Far too many people use it though as a way of trying to drive a target that isn't aligned to the objective, isn't aligned to the company's overall strategy. And there's a disconnect as you go down the organization structure from what the company's trying to do to what Bob in accounting or Janet in customer service is actually delivering for you. And the OKR framework aligns all of that. So it's very clear to see me working in my department within this big corporation or any company for that matter.
I can see how what I'm doing today helps the company achieve its objectives for the next two years, three years, five years, whatever that period is. I like to do these on annual basis, just because it's a nice time. I like to have quarterly targets, because I think that's something that's good enough. And if you aren't getting where you want to get to within a quarter,
you've got three other quarters to pivot to change to move what you're trying to achieve to still get to where you wanted in that annual basis. And on the same basis, I like to review everyone on a two weekly basis so that in one quarter, I have six opportunities to pivot what individuals are doing to achieve that quarter's objectives.
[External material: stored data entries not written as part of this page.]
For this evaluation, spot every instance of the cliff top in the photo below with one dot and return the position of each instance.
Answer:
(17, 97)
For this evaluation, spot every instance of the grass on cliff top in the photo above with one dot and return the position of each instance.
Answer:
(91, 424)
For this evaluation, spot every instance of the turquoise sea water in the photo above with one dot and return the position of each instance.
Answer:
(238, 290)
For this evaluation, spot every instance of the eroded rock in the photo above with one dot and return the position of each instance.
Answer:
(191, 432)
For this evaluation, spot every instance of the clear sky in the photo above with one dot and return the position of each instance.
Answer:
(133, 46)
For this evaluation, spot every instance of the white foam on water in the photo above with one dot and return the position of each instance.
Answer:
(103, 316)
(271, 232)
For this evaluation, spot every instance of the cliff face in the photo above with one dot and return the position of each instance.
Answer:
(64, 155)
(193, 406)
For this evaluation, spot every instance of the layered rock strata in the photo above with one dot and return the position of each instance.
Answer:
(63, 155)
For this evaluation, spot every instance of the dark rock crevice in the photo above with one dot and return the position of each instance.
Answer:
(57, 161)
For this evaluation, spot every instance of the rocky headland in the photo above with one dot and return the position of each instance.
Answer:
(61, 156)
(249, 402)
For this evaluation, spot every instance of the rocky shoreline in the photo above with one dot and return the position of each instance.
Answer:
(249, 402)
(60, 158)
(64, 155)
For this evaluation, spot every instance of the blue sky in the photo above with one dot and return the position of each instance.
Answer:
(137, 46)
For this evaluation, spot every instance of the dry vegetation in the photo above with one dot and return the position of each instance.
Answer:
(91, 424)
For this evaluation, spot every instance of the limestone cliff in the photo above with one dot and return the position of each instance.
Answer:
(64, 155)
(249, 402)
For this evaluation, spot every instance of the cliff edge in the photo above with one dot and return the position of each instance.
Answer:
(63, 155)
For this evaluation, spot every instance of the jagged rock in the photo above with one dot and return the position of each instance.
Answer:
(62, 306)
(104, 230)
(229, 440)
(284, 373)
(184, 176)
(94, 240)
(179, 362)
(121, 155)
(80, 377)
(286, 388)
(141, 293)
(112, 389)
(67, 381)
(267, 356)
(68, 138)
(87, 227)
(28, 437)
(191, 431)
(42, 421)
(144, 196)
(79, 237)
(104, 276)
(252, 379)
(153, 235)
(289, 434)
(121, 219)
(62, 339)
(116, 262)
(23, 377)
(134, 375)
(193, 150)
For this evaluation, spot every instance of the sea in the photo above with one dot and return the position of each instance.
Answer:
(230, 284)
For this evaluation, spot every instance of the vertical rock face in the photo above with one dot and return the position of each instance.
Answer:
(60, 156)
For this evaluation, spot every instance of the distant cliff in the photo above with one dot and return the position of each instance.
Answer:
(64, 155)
And on a company-wide basis, I've got four chances to pivot to achieve that annual result if I need to change that annual objective.
So the whole thing is a cascading process. The one that most people get wrong though is they start to align people's bonuses to success. And I'm not for one second saying do not align bonuses to success and outcome and achievements, but your OKR is meant to be a challenge. If you're achieving 100 % of your OKR, you're putting limits on your people. So the name of the podcast has no limits. So OKRs for me are designed
that you should be achieving 70 % of your OKRs on a regular basis. But that extra 30 % is where the no limit comes from. How can you give your employees, your teams, the freedom to go away and go above and beyond? How do they know what above and beyond looks like? Because the OKR is telling them they've got to expand into Europe and 30%. They don't get to 30 % in Europe and just stop and say, oh, we've achieved it.
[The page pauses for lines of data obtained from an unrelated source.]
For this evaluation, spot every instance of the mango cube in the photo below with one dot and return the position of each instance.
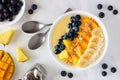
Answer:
(6, 37)
(21, 57)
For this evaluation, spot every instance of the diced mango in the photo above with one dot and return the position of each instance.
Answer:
(63, 54)
(6, 36)
(21, 57)
(1, 53)
(67, 44)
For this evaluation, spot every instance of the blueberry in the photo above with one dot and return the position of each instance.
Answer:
(99, 6)
(30, 11)
(76, 29)
(70, 75)
(1, 7)
(75, 35)
(79, 23)
(57, 47)
(70, 26)
(110, 7)
(57, 51)
(72, 19)
(60, 41)
(104, 66)
(74, 24)
(78, 17)
(62, 47)
(65, 37)
(10, 19)
(19, 3)
(113, 69)
(63, 73)
(14, 1)
(101, 15)
(115, 12)
(34, 6)
(69, 34)
(71, 38)
(104, 73)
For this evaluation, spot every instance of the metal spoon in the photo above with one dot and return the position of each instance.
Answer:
(37, 40)
(35, 26)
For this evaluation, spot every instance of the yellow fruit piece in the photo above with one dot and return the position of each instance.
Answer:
(21, 57)
(6, 36)
(63, 55)
(1, 53)
(67, 44)
(6, 69)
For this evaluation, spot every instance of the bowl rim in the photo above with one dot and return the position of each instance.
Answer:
(81, 13)
(17, 17)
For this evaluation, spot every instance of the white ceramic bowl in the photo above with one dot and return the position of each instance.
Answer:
(17, 17)
(85, 14)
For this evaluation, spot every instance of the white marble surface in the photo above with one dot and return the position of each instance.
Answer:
(47, 12)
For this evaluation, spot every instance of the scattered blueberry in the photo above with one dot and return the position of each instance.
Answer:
(62, 47)
(34, 6)
(78, 17)
(104, 66)
(57, 51)
(110, 7)
(63, 73)
(113, 69)
(101, 15)
(76, 29)
(99, 6)
(70, 26)
(70, 75)
(104, 73)
(115, 12)
(30, 11)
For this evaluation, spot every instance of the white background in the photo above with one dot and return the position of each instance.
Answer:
(47, 12)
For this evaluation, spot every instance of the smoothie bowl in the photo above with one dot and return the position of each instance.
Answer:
(78, 40)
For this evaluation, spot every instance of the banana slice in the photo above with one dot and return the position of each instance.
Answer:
(97, 32)
(90, 50)
(82, 62)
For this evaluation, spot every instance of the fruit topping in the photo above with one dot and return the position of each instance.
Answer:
(99, 6)
(6, 36)
(21, 56)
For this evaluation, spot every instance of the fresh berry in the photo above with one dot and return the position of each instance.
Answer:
(99, 6)
(115, 12)
(104, 66)
(70, 75)
(30, 11)
(57, 51)
(110, 7)
(62, 47)
(78, 17)
(79, 23)
(104, 73)
(113, 69)
(72, 19)
(76, 29)
(75, 24)
(101, 15)
(70, 26)
(34, 6)
(63, 73)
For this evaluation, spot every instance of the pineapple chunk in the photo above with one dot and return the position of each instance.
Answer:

get them to get to 35%. If they can, why not? Keep them going. So OKRs for me are very often used as a replacement for KPIs with a, let's look at where we're going next. And it limits people because their bonus is 100 % of the objective they're trying to achieve. Whereas they are much more effective if what you can do is actually plan for 70 % success.
Make it an environment, a culture, that 70 % of success in your key results is actually okay. That's not a failure, you're doing well. But if you can get to 75, 80, 100, then that's amazing. And by designing your OKRs, that way you're taking away the limits in your organization. And who doesn't like that? As an owner of a business, as the CEO of a business, having teams that are all out there, driving you towards your objectives.
Sean Patton (28:56)
Mm.
Hmm. Yeah.
Jim (29:12)
know what good looks like, know that 70 % is enough because that's how you've designed them, but they're all capable and hopefully on occasion achieve more than that 70%. That is a fundamental shift in your business progress and your acceleration and your growth.
Sean Patton (29:30)
It reminds me of this concept called the Pygmalion effect, where is basically a psychological principle that whatever standard expectations you set for people, which is just an important concept for leadership, whatever expectations, more often than not, people will achieve that, but they almost never, very rarely go above and beyond, right? If you set someone say, here's your commission rate.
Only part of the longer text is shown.